No passado nem tão distante, as regras de intervalos entre as partidas não seguiam a rigidez que vemos hoje em dia. Não era raro uma equipe disputar até 4 partidas no período de uma semana. Não estamos com saudade dessa época (mentira, estamos sim), apenas contextualizando para aqueles que são mais novos entenderem o que se passava dentro do mundo do futebol. Os torneios amistosos internacionais eram bastante comum e é difícil encontrar algum grande clube brasileiro sem um título além-mar. Eram vários, nos mais diversos países, sempre no meio da temporada brasileira. Aliás, é até pecado falar em “temporada brasileira”. Os campeonatos se sucediam sem nenhuma lógica. Começavam num ano, terminavam no outro. E por conta dessa bagunça, times excursionavam pelo mundo durante competições oficiais brasileiras. É o caso dessa aventura que contaremos do America.
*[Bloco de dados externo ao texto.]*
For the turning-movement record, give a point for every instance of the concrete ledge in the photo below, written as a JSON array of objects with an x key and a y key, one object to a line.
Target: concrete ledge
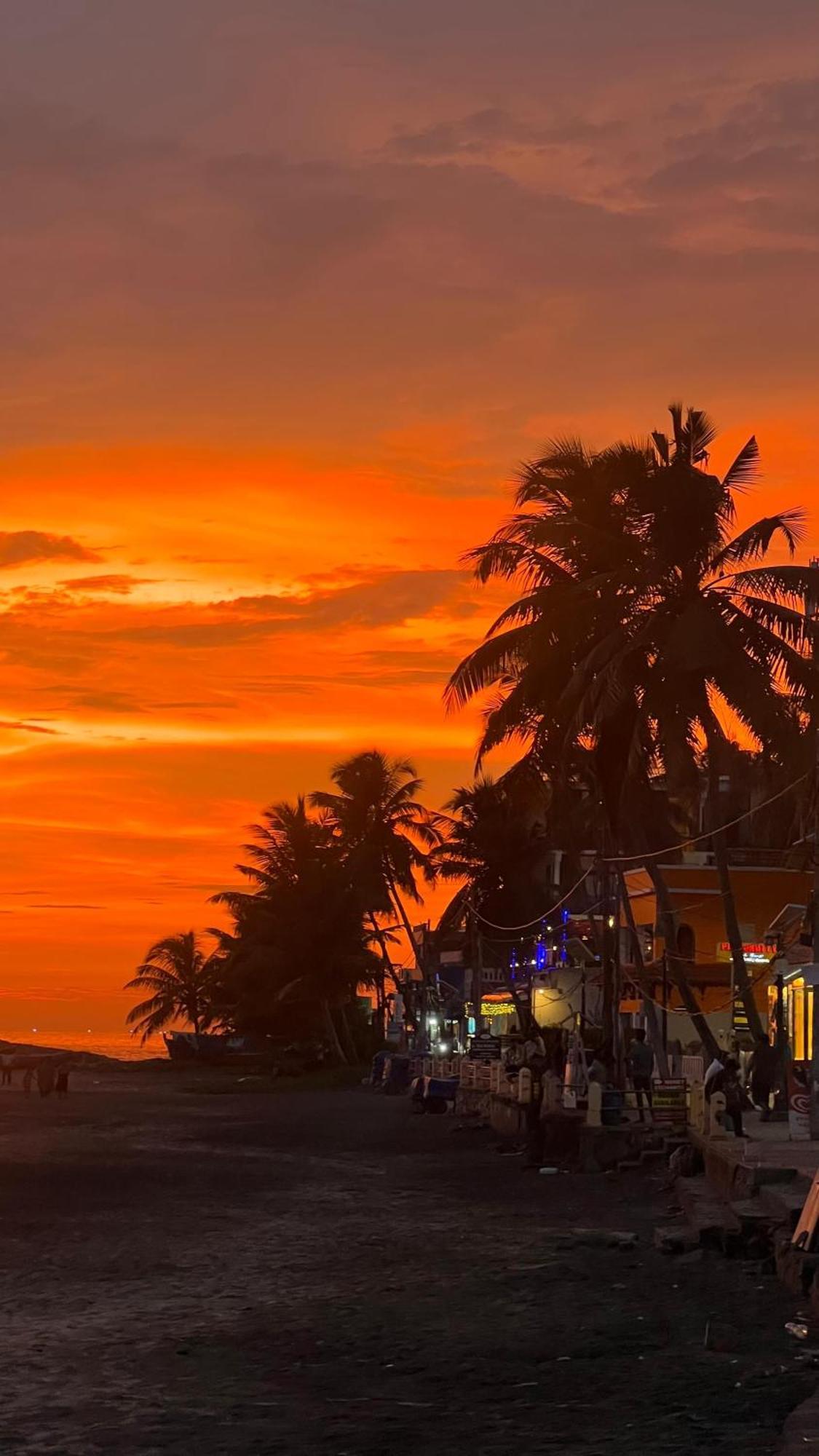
[{"x": 802, "y": 1429}]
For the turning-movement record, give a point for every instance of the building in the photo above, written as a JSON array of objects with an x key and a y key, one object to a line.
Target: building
[{"x": 762, "y": 883}]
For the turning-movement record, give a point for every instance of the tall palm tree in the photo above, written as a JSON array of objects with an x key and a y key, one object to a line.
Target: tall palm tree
[
  {"x": 494, "y": 845},
  {"x": 180, "y": 976},
  {"x": 299, "y": 933},
  {"x": 646, "y": 624},
  {"x": 384, "y": 829}
]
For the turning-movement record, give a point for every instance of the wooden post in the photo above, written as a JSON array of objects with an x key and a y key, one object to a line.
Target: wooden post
[{"x": 593, "y": 1116}]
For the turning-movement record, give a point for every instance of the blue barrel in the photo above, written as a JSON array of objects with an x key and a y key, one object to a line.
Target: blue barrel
[{"x": 611, "y": 1110}]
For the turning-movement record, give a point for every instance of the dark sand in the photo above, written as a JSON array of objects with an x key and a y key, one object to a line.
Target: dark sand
[{"x": 317, "y": 1272}]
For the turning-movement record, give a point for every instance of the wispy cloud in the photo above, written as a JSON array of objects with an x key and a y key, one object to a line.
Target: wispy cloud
[{"x": 18, "y": 548}]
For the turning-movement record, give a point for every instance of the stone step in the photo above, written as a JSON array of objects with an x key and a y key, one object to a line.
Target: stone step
[
  {"x": 751, "y": 1214},
  {"x": 784, "y": 1202},
  {"x": 707, "y": 1214},
  {"x": 675, "y": 1238}
]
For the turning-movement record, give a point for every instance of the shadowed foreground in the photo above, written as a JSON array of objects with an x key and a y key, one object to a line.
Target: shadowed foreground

Pela primeira desde 1977, o America disputaria uma partida internacional, motivo pelo qual interromperia o belo momento em terras cariocas. O mês de agosto de 1983 começava e o America liderava a Taça Guanabara, à frente do Fluminense, com um campanha fantástica. Eram quatro vitórias e dois empates, com liderança isolada da competição. Alguns jogos adiados e viagem marcada para a Europa: o America procurava se internacionalizar novamente. O momento era propício, os Diabos Rubros eram os atuais campeões da Taça Rio de 1982, assim como do Torneio dos Campeões Brasileiros. A boa fase no início do Campeonato Carioca só confirmava o belo momento do Mecão.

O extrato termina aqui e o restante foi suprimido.